The Escher String Quartet has been a Festival audience favorite since 2008—when they first performed here—and last summer they pulled off a first in the Festival’s history by playing all six of Bartók’s physically, mentally, and emotionally demanding string quartets over the course of one three-hour-plus concert. Five months before that performance, they played the same marathon program at New York’s Lincoln Center, and, in a review, The New Yorker praised the Escher’s “near-miraculous control of pitch and coördination of rhythm” and “unerring balance of voices.”
That review spoke to the essence of the Escher’s music-making, as the group took their name and initial inspiration from the Dutch graphic artist M. C. Escher (1898–1972), whom they admired for what they called “his method of interplay between individual components that worked together to form a whole.”
This summer, the Escher brings that spirit of interplay back to the Festival with a noontime recital on Wednesday, August 6, that features 19th-century gems and a brand-new Festival-commissioned work that will be performed in its US premiere.
Kicking things off are the first two pieces—the sparkling Andante and Scherzo—of Mendelssohn’s Op. 81, a collection of four disparate (yet seamless) works that Mendelssohn’s publisher assembled and released posthumously following the composer’s untimely death in 1847 at the age of 38. Both the Andante and Scherzo date from Mendelssohn’s final year, and the Andante contains the only variations Mendelssohn ever wrote for a string quartet.
After the Mendelssohn, the Escher gives the first US performance of the String Quartet No. 4 by Julian Anderson, whose honors, as one of today’s leading composers, include winning the 2023 Grawemeyer Award for Music Composition and being appointed a Commander of the Order of the British Empire (CBE) in 2021 for his services to music. Anderson’s String Quartet No. 4, which the Belcea Quartet premiered in Lisbon in 2024 before touring it around Europe, is a co-commission between the Festival and six international partners: the Portugal-based Fundação Calouste Gulbenkian, London’s Wigmore Hall, the Vienna Konzerthaus, the Elbphilharmonie Hamburg, Copenhagen’s Mogens Dahl Concert Hall, and Dublin’s National Concert Hall.

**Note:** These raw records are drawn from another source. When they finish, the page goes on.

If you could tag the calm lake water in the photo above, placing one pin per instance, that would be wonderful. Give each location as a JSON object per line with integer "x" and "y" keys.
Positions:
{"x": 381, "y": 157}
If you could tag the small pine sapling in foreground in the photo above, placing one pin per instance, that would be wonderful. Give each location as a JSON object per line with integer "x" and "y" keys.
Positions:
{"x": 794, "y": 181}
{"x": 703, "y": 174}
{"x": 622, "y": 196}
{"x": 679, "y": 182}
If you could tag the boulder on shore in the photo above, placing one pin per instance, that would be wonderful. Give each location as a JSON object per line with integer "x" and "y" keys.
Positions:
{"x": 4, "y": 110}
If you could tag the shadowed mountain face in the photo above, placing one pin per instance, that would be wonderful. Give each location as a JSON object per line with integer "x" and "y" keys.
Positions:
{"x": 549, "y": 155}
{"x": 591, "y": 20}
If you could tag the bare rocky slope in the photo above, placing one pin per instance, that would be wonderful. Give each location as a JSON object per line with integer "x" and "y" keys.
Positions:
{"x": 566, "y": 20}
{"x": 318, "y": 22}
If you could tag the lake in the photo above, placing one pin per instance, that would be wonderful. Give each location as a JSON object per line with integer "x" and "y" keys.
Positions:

Closing out their program is a performance of Dvořák’s masterful, late-career Op. 105, which the Czech composer began while living in America—where, from 1892 to 1895, he served as the director of the National Conservatory of Music in New York City—and which he completed after he returned to Prague.
The Escher makes one more Festival appearance this summer, on Sunday, August 10, when they join violinists Chad Hoopes and Ida Kavafian, violist Milena Pajaro-van de Stadt, and cellist Eric Kim for Enescu’s grand Octet—which, like the famous Octet composed by the previously mentioned Mendelssohn, dates to when Enescu was a teenager.

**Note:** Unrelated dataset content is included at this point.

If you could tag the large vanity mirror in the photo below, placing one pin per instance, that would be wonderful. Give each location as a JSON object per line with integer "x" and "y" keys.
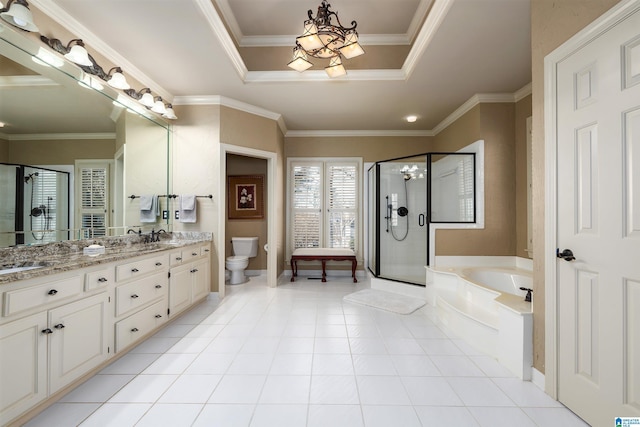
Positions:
{"x": 74, "y": 160}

The members of the Escher String Quartet weren’t much older than teenagers themselves when they first came together in New York City in 2005. Over the past two decades, the ensemble—today made up of violinists Adam Barnett-Hart and Brendan Speltz, violist Pierre Lapointe, and cellist Brook Speltz (Brook and Brendan are brothers)—has won the Avery Fisher Career Grant and been named a BBC New Generation Artist, among other honors. They frequently perform with The Chamber Music Society of Lincoln Center, and they’ve appeared around the world at such prestigious venues as The Kennedy Center and Library of Congress in Washington, DC; the Harris Theater in Chicago; Wigmore Hall; Amsterdam’s Concertgebouw; Berlin’s Konzerthaus; London’s Kings Place; and Paris’s Auditorium du Louvre. Their acclaimed discography includes their two most-recent recordings, both of which were released during the 2022–23 season: Air in Motion, featuring string quartets by the American composer Pierre Jalbert, and Janáček and Haas, a collection of Janáček’s two string quartets and Haas’s Quartet No. 2. The Escher is joined on the latter work by percussionist Colin Currie, whom The Spectator called “the world’s finest and most daring percussionist” and whom you can see this summer when he makes his Festival debut on August 7 in our first-ever solo percussion recital.
The Escher has built a reputation for giving world-class performances that allow them to challenge and explore their artistic boundaries, but they’ve also devoted themselves to music education, having served on the faculties of Southern Methodist University and the University of Akron. Their most recent educational endeavor has been the creation of a non-profit organization called ESQYRE (the Escher String Quartet Youth Residency Education program), which gives students a robust educational experience through music instruction and performance.